I'm pretty sure we always read comics sequentially, though. Even when using zip's store methode, tar is faster: $ du -h Berserk\ v01\ $2003$\ $Digital$\ $danke-Empire$.cbt 453M Berserk v01 (2003) (Digital) (danke-Empire).cbt $ time unzip -q Berserk\ v01\ $2003$\ $Digital$\ $danke-Empire$.cbz -d out unzip -q Berserk\ v01\ $2003$\ $Digital$\ $danke-Empire$.cbz -d out 1.96s user 0.14s system 99% cpu 2.110 total $ time 7z x -oout Berserk\ v01\ $2003$\ $Digital$\ $danke-Empire$.cbz ... 7z x -oout Berserk\ v01\ $2003$\ $Digital$\ $danke-Empire$.cbz 0.14s user 0.15s system 99% cpu 0.290 total $ time tar -x -f Berserk\ v01\ $2003$\ $Digital$\ $danke-Empire$.cbt -C out tar -x -f Berserk\ v01\ $2003$\ $Digital$\ $danke-Empire$.cbt -C out 0.01s user 0.16s system 99% cpu 0.171 total $ time busybox tar -x -f Berserk\ v01\ $2003$\ $Digital$\ $danke-Empire$.cbt -C out busybox tar -x -f Berserk\ v01\ $2003$\ $Digital$\ $danke-Empire$.cbt - 0.00s user 0.14s system 99% cpu 0.142 total It IS a useless benchmark since mupdf uses zlib's minizip and it streams page per page, which means that JPEG/PNG decoding and disk read will be the true bottleneck. Still, using an archive format without compression really makes sense for JPEG/PNG content. I agree that tar/pax needs a replacement, Plan 9 should really have saved us on that point.

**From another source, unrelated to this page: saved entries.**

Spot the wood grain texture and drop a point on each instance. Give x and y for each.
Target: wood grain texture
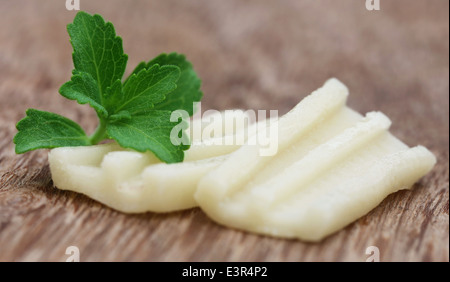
(251, 55)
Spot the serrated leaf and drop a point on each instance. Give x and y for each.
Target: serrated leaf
(113, 97)
(40, 129)
(84, 89)
(188, 85)
(97, 49)
(120, 116)
(148, 87)
(149, 131)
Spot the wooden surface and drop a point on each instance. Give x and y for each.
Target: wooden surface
(251, 55)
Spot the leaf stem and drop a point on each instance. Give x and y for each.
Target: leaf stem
(99, 134)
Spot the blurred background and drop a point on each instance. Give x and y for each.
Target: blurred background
(254, 54)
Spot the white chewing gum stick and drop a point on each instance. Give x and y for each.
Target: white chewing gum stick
(134, 182)
(332, 167)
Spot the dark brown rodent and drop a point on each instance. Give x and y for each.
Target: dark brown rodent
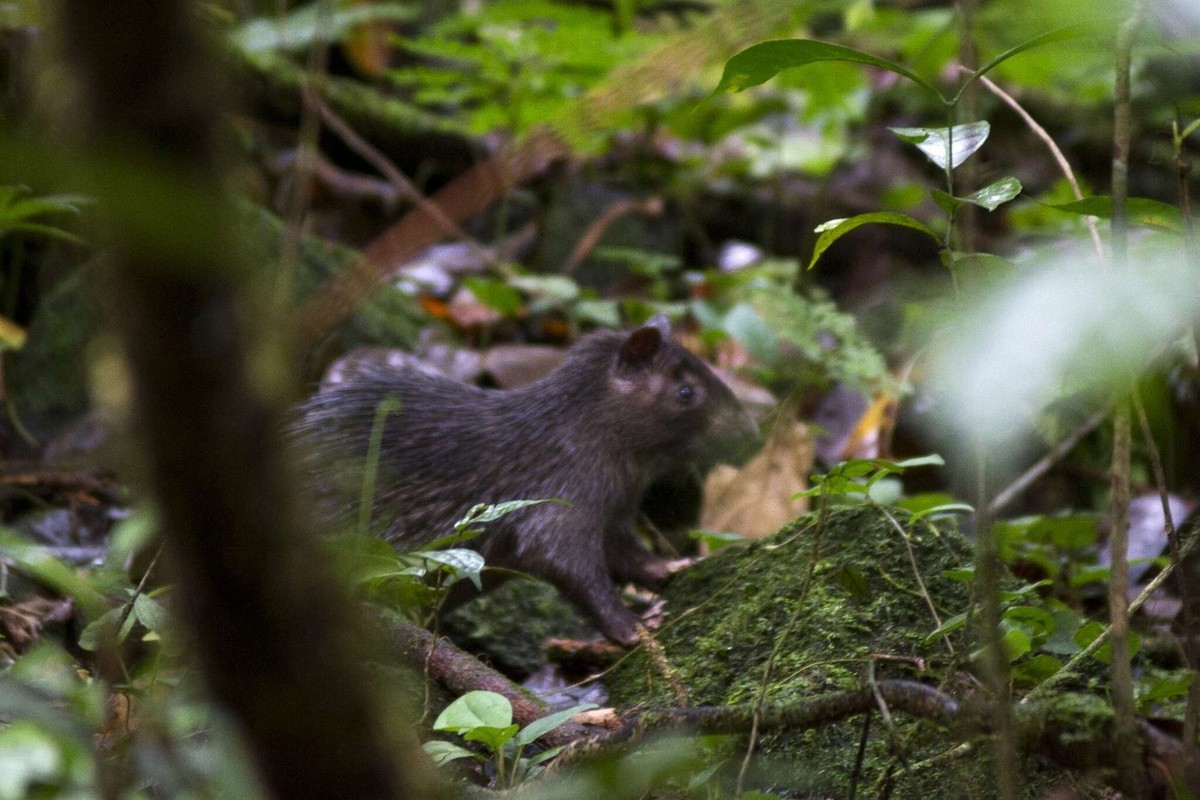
(621, 410)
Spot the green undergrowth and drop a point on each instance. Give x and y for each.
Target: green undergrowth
(858, 602)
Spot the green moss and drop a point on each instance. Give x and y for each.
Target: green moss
(859, 600)
(511, 623)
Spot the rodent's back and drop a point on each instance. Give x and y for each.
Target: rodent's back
(621, 410)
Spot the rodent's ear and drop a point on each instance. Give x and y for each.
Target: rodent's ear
(640, 348)
(660, 322)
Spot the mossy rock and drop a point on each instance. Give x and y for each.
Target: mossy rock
(509, 626)
(831, 594)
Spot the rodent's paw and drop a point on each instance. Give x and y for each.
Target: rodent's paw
(654, 614)
(678, 565)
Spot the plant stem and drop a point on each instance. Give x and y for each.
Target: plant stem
(1125, 722)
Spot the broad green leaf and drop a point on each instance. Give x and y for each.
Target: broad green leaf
(947, 146)
(1163, 690)
(495, 737)
(997, 193)
(761, 62)
(473, 710)
(149, 612)
(1141, 211)
(443, 752)
(496, 295)
(545, 725)
(460, 559)
(951, 625)
(747, 325)
(835, 229)
(1036, 669)
(1017, 643)
(1071, 31)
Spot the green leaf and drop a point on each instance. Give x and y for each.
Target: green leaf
(1071, 533)
(150, 613)
(963, 575)
(491, 735)
(491, 512)
(943, 510)
(761, 62)
(1071, 31)
(714, 539)
(496, 295)
(1017, 643)
(947, 146)
(835, 229)
(747, 325)
(921, 503)
(545, 725)
(473, 710)
(931, 459)
(996, 194)
(1175, 685)
(951, 625)
(1036, 669)
(443, 752)
(1141, 211)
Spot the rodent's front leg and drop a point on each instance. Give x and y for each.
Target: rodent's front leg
(630, 561)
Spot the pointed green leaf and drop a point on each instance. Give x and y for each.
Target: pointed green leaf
(491, 735)
(761, 62)
(997, 193)
(1072, 31)
(835, 229)
(545, 725)
(947, 145)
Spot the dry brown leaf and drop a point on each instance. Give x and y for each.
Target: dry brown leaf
(756, 499)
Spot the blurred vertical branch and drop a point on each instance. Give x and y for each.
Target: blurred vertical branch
(1125, 722)
(988, 561)
(281, 648)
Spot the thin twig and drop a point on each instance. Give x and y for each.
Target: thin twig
(1061, 160)
(916, 575)
(406, 187)
(1043, 464)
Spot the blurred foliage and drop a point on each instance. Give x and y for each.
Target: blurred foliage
(1019, 343)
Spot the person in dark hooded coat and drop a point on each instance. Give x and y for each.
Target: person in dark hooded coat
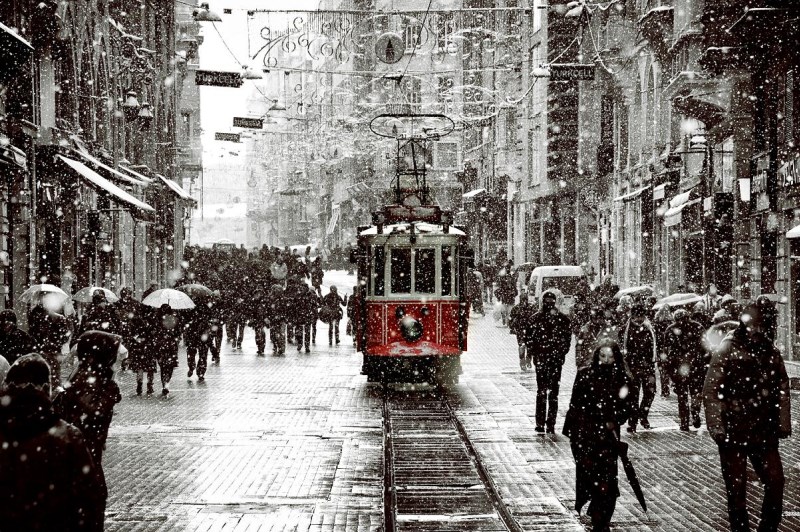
(550, 334)
(88, 399)
(747, 402)
(48, 480)
(599, 405)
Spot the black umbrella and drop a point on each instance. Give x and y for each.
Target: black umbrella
(633, 480)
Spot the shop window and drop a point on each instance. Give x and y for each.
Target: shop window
(425, 271)
(401, 271)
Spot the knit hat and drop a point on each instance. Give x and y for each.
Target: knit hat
(29, 369)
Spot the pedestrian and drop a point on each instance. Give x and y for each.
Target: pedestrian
(599, 405)
(88, 399)
(747, 404)
(331, 313)
(661, 320)
(601, 322)
(550, 341)
(259, 320)
(49, 331)
(199, 341)
(14, 342)
(639, 346)
(48, 480)
(683, 345)
(520, 324)
(276, 318)
(506, 292)
(165, 333)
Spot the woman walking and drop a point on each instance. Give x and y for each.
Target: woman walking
(599, 405)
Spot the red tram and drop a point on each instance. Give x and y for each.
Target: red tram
(412, 311)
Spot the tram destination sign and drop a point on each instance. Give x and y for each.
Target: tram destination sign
(229, 137)
(571, 72)
(218, 79)
(252, 123)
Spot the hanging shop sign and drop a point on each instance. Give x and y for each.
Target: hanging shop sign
(252, 123)
(229, 137)
(571, 72)
(218, 79)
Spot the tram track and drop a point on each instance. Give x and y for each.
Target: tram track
(434, 480)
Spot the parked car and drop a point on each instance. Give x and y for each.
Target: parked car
(565, 279)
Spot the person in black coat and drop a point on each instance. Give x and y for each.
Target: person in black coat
(48, 480)
(748, 410)
(598, 407)
(88, 399)
(14, 342)
(550, 336)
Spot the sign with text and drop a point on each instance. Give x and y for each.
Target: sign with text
(252, 123)
(229, 137)
(571, 72)
(218, 79)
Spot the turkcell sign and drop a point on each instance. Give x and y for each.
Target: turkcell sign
(252, 123)
(218, 79)
(229, 137)
(571, 72)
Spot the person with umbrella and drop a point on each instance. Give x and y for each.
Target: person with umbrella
(89, 398)
(747, 402)
(599, 405)
(165, 332)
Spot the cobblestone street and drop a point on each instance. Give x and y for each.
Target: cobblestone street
(295, 443)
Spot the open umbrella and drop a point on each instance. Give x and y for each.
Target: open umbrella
(84, 295)
(678, 300)
(197, 292)
(633, 480)
(36, 291)
(176, 299)
(644, 290)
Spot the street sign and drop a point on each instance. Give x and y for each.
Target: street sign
(229, 137)
(389, 48)
(218, 79)
(252, 123)
(571, 72)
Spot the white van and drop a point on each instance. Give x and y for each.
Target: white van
(565, 279)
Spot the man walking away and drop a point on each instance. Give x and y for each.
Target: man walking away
(639, 349)
(747, 402)
(550, 339)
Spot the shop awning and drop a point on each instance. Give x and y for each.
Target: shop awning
(104, 186)
(176, 188)
(632, 195)
(673, 215)
(333, 220)
(794, 232)
(113, 173)
(472, 193)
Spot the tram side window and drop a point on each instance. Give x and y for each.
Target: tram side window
(425, 271)
(378, 281)
(401, 271)
(447, 269)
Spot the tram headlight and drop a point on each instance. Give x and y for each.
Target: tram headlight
(410, 329)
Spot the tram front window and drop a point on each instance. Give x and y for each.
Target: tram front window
(425, 271)
(401, 271)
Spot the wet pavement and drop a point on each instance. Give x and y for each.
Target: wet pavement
(296, 443)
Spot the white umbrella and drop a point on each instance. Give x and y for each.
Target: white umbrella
(84, 295)
(38, 290)
(176, 299)
(678, 300)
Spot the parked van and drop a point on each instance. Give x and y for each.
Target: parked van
(566, 279)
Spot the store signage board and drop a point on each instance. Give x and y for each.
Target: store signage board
(252, 123)
(218, 79)
(229, 137)
(571, 72)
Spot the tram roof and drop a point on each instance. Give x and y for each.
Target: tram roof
(404, 228)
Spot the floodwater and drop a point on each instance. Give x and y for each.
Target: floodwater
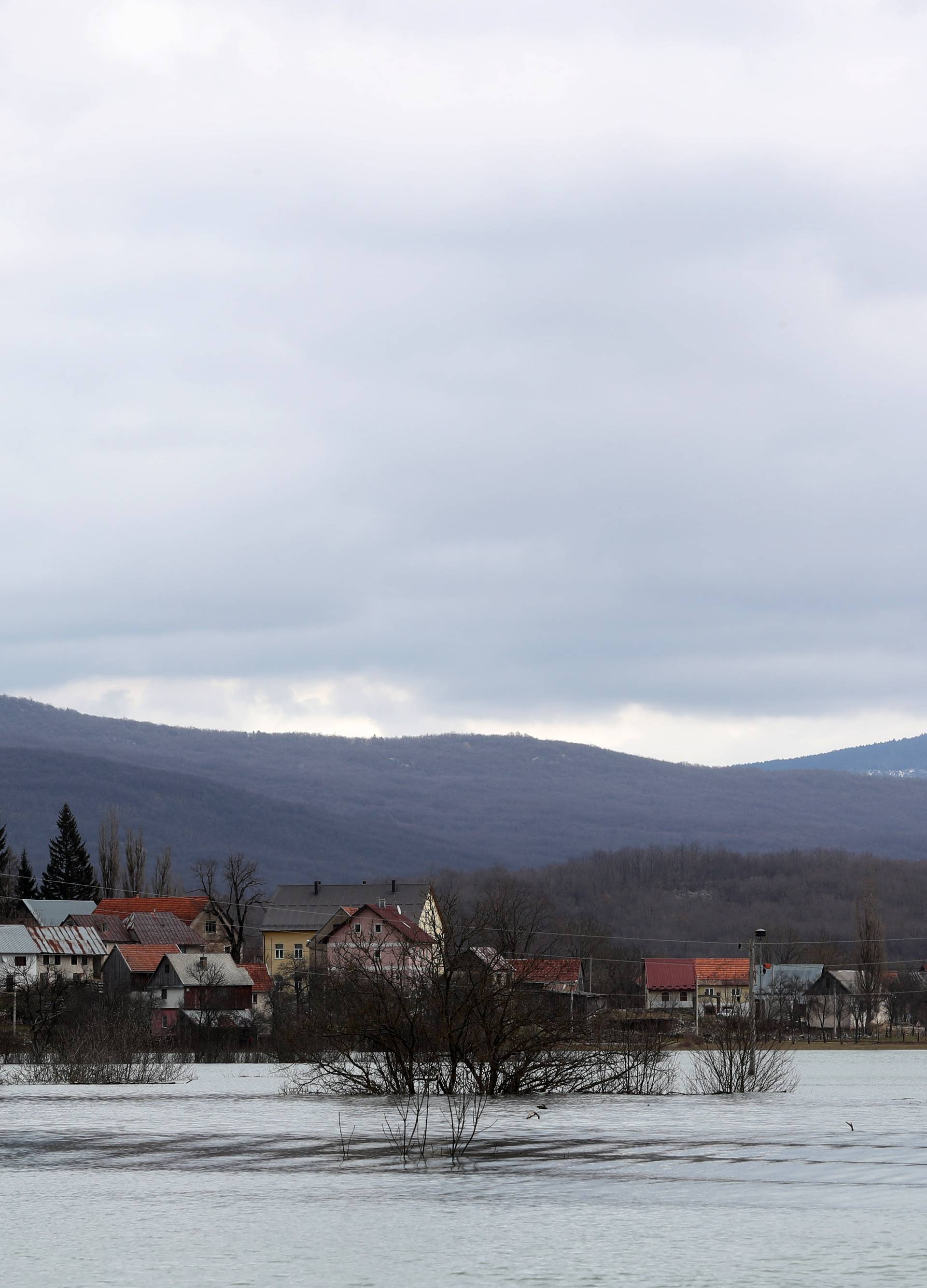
(223, 1181)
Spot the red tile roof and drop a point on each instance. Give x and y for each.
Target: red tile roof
(145, 957)
(548, 970)
(161, 928)
(186, 907)
(665, 973)
(261, 977)
(723, 970)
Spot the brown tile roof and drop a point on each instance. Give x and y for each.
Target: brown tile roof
(161, 928)
(186, 907)
(723, 970)
(261, 977)
(548, 970)
(145, 957)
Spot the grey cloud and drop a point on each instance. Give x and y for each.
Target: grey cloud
(540, 427)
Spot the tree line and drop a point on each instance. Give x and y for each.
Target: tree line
(70, 874)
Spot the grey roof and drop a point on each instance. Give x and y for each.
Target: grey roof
(792, 973)
(110, 928)
(300, 908)
(69, 939)
(16, 939)
(849, 979)
(161, 928)
(222, 972)
(52, 912)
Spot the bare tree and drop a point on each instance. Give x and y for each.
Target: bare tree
(109, 854)
(871, 934)
(724, 1064)
(137, 860)
(163, 883)
(232, 894)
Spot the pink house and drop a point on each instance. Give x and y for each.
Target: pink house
(379, 937)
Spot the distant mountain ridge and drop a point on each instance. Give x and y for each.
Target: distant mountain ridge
(902, 758)
(316, 807)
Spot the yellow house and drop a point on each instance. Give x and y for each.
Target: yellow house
(296, 914)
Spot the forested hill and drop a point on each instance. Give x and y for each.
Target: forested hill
(903, 758)
(311, 806)
(703, 902)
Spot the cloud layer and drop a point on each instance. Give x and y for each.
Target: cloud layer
(530, 366)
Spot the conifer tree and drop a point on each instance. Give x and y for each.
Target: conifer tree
(26, 881)
(7, 861)
(70, 874)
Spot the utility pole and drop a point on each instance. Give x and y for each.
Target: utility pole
(759, 935)
(751, 1067)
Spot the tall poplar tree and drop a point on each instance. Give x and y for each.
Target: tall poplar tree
(70, 872)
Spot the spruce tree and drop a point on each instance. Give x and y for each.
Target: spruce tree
(70, 874)
(7, 861)
(26, 883)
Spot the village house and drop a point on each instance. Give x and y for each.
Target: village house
(129, 968)
(723, 986)
(262, 987)
(377, 937)
(18, 955)
(839, 1003)
(52, 912)
(192, 910)
(783, 991)
(296, 915)
(72, 951)
(110, 928)
(550, 974)
(670, 983)
(207, 990)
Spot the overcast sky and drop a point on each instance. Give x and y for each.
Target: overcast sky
(381, 368)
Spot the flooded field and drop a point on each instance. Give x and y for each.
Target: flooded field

Answer 11 · 2020-02-08T18:34:20.000Z

@poire-z Oh right, exactly. So on the H2O they'd just get unloaded a lot quicker, but there'd never be a problem except with really high DPI individual images or something.

Answer 12 · 2020-02-08T18:53:32.000Z

If I got vector containing comics, I'd still rasterize them ahead of time, since I prefer to trade a very little amount of disk space to avoid this expensive operation on underpowered hardware. Seriously, Kobo should include some hardware acceleration for PDF rasterization and image decoding. Same for Amazon, they're just selling underpowered smartphones, right now. Compare this to digital cameras, where hardware is REALLY interesting (Sony's Bionz: MIPS 3000 with DSP or Nion's Expeed: ARM+FR-V+DSP; all running embedded Linux or µITRON). The current state is: * Kindle: NXP i.MX7D and i.MX6 SoloLite, which have an EPD controller, but no special purpose DSP/ASIC. Too bad, since they used the i.MX508 on the first Paperwhite, which was made specially for ereaders. * Kobo: i.MX6 SoloLite everywhere I can understand Kobo not having the resources, but Amazon has no excuse for not making something a bit more interesting (other than money). The state of modern "embedded". (Sorry for off-topic)

Answer 13 · 2020-02-08T19:06:17.000Z

Sorry, here's a better patch that also solves koreader/koreader#4287, forgot about it. https://0x0.st/iixR.diff

Answer 14 · 2020-02-08T19:13:53.000Z

After a bit of testing on various formats (gnu with entry of length 101, ustar with 100, ustar with split component 5+100 and pax), only pax doesn't work with these patches. Should be okay.